S’agit-il là d’une promesse d’ingénieurs, devenue croyance politique ? un progrès qui sauverait l’humanité en repoussant les limites du possible, par des technologies capables de corriger les erreurs humaines et même d’inventer un monde de bonheur partagé ?  « La technologie et la géo-ingénierie, qui sont pour beaucoup dans l’état actuel de la planète, pourraient donc aussi la sauver » sans devoir modifier trop notre mode de vie et de consommer ?

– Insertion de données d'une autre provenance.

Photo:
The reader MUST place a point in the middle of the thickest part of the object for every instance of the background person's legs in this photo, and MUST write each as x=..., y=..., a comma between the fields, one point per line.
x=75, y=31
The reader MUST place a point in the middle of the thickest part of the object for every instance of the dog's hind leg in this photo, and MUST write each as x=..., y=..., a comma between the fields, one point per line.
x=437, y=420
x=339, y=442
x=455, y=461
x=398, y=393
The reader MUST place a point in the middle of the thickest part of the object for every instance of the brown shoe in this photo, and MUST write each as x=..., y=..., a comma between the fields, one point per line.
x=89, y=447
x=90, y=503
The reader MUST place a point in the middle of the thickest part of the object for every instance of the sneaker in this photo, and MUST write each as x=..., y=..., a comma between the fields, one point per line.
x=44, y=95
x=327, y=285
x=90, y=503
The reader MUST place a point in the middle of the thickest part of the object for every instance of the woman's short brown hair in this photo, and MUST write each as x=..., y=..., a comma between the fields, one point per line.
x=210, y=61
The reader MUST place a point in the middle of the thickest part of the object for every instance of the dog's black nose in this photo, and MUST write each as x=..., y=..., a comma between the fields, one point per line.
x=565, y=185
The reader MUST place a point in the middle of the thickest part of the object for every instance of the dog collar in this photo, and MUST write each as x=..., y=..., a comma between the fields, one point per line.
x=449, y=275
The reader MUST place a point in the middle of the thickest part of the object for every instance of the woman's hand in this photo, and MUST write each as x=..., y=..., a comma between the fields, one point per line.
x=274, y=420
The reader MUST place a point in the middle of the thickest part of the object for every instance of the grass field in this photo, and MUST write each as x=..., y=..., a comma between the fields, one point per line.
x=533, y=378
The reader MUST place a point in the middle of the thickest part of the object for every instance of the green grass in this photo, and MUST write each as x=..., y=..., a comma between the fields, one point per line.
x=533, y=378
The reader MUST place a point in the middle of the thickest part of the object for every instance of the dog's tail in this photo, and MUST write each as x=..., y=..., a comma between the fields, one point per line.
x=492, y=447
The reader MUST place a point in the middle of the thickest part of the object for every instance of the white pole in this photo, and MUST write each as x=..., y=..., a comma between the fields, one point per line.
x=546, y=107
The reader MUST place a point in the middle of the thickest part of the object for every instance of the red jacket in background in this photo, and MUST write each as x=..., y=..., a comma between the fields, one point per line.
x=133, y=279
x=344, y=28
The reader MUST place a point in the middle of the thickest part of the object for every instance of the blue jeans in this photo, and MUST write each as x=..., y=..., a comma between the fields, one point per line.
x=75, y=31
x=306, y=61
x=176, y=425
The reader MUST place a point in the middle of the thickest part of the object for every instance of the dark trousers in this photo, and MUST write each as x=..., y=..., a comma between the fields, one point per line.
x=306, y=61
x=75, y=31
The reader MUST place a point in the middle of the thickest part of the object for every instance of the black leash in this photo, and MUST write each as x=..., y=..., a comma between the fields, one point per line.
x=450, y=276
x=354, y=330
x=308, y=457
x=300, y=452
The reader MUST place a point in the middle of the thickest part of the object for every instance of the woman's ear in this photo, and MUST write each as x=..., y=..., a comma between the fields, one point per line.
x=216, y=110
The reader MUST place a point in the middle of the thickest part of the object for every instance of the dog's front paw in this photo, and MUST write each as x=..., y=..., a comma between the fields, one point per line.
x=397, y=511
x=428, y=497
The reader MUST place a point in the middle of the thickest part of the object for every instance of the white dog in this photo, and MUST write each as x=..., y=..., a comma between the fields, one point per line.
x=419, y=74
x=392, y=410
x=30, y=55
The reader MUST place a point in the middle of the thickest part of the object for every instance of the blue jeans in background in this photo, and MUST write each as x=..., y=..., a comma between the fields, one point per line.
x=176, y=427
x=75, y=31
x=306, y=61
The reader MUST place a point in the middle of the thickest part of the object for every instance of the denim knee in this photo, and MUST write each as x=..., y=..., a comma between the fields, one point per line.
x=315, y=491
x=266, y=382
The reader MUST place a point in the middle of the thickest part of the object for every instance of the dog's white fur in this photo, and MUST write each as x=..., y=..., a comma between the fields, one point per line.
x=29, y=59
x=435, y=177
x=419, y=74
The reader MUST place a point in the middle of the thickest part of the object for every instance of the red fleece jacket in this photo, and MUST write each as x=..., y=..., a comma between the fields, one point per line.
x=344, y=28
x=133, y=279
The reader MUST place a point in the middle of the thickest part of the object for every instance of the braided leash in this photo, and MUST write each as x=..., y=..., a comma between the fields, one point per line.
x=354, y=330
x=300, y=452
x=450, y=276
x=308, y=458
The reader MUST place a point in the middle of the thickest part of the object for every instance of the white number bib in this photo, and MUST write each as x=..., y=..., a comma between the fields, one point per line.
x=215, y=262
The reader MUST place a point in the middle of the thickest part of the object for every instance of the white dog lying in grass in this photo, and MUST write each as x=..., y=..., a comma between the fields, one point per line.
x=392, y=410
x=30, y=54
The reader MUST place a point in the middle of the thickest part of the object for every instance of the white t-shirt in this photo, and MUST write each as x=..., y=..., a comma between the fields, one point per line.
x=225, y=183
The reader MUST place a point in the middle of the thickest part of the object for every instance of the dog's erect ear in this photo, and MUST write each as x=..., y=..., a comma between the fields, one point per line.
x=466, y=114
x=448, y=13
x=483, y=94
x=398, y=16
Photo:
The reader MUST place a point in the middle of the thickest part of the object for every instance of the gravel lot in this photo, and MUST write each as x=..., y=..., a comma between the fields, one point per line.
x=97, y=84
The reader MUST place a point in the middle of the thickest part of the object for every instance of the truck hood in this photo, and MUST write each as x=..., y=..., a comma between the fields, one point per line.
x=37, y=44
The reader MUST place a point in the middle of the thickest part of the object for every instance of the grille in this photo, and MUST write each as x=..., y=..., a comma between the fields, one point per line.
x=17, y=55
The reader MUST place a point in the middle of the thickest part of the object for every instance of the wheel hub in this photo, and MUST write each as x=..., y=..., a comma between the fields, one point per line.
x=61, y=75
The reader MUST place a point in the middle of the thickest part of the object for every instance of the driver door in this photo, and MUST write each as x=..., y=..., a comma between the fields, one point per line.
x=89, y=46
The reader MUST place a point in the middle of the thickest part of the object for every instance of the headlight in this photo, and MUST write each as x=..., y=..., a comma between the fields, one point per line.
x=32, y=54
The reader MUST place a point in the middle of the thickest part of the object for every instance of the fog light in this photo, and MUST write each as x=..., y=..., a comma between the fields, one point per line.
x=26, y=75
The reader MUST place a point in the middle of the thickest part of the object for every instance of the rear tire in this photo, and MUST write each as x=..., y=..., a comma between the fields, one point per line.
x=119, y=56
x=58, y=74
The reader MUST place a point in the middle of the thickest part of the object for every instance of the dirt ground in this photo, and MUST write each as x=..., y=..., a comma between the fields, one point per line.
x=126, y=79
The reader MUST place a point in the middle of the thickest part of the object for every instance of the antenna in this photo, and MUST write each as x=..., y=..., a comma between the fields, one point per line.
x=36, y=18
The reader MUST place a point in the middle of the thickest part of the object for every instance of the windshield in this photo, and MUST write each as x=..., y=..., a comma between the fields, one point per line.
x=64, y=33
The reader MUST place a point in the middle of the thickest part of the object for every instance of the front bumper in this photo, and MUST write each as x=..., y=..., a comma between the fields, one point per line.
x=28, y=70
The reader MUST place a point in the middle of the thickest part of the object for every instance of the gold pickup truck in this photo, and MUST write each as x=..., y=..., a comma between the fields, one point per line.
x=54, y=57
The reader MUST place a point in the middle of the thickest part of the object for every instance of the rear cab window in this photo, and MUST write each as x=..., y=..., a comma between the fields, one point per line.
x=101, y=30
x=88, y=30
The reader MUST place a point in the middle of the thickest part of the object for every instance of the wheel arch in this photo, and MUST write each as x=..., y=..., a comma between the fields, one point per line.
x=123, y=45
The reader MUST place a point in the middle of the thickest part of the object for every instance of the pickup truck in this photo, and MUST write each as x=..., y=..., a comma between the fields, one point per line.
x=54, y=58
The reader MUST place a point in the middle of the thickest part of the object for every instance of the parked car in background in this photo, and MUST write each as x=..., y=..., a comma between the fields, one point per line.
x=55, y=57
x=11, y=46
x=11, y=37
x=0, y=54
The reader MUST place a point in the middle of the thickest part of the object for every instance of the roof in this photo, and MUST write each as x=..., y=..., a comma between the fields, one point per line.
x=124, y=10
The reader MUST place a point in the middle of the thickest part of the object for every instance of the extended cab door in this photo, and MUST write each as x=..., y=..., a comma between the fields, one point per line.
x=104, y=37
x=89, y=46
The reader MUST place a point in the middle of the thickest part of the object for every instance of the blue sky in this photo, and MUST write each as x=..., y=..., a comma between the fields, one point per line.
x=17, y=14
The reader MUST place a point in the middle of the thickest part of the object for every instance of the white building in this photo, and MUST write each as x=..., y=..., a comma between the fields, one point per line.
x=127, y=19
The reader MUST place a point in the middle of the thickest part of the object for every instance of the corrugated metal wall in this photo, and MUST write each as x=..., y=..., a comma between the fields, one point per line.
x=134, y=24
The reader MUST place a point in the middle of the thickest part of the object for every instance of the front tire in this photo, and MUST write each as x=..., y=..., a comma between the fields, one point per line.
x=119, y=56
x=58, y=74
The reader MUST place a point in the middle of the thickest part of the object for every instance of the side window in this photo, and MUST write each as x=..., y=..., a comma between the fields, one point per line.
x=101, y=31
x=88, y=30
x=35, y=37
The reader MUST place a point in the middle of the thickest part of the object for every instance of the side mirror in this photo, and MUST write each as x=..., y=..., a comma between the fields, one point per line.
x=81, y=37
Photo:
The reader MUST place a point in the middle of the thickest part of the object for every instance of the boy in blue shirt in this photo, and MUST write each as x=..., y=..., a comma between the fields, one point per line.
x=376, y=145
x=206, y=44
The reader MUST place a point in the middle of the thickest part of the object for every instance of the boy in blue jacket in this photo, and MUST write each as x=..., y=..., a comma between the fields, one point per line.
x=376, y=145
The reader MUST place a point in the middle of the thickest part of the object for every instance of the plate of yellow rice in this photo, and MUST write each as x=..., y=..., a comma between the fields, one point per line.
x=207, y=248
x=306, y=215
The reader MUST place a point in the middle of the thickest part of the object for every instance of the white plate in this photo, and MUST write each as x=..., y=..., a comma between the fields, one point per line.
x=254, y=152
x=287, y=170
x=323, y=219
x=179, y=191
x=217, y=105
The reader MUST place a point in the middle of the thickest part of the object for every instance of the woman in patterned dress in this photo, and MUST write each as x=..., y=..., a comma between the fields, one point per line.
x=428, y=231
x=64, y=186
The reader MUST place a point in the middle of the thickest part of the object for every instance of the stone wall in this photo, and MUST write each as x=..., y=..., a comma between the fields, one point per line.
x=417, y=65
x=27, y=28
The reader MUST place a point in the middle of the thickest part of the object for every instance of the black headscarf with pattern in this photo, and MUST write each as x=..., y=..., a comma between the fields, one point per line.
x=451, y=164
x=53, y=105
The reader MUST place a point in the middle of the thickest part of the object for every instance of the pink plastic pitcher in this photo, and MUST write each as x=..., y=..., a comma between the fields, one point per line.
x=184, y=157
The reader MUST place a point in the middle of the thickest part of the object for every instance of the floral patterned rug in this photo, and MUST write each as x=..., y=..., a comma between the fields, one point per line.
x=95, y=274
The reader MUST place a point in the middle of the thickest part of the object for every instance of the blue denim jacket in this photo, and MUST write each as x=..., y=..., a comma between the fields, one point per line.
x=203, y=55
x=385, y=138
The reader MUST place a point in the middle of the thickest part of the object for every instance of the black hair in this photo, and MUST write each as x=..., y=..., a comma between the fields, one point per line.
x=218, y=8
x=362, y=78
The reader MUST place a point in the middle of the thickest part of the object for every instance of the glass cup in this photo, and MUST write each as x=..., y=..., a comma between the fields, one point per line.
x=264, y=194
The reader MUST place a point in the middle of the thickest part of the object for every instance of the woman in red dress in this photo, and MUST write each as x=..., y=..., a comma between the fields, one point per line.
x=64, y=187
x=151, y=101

Si vous tapez sur Google < la technologie nous sauvera > vous aboutissez paradoxalement sur quantité d’articles scientifiques intitulés: « Pourquoi la technologie ne nous sauvera pas  … ». Wikipédia y définit clairement l’Utopie technologique et si Eco-Conso et Medium se montrent relativement optimistes, peut-on en dire autant des propos d’ingénieurs de Mediapart et France Culture ou de la RTBF à propos du numérique ? Naoric va plus loin, son billet conclut que seul une « économie de guerre » et un pouvoir fort (donc non démocratique) seraient capable de faire respecter les Accords de Paris. Un nouveau Churchill ? ou un Xi Jinping ?

Pourquoi chauffer la rue ?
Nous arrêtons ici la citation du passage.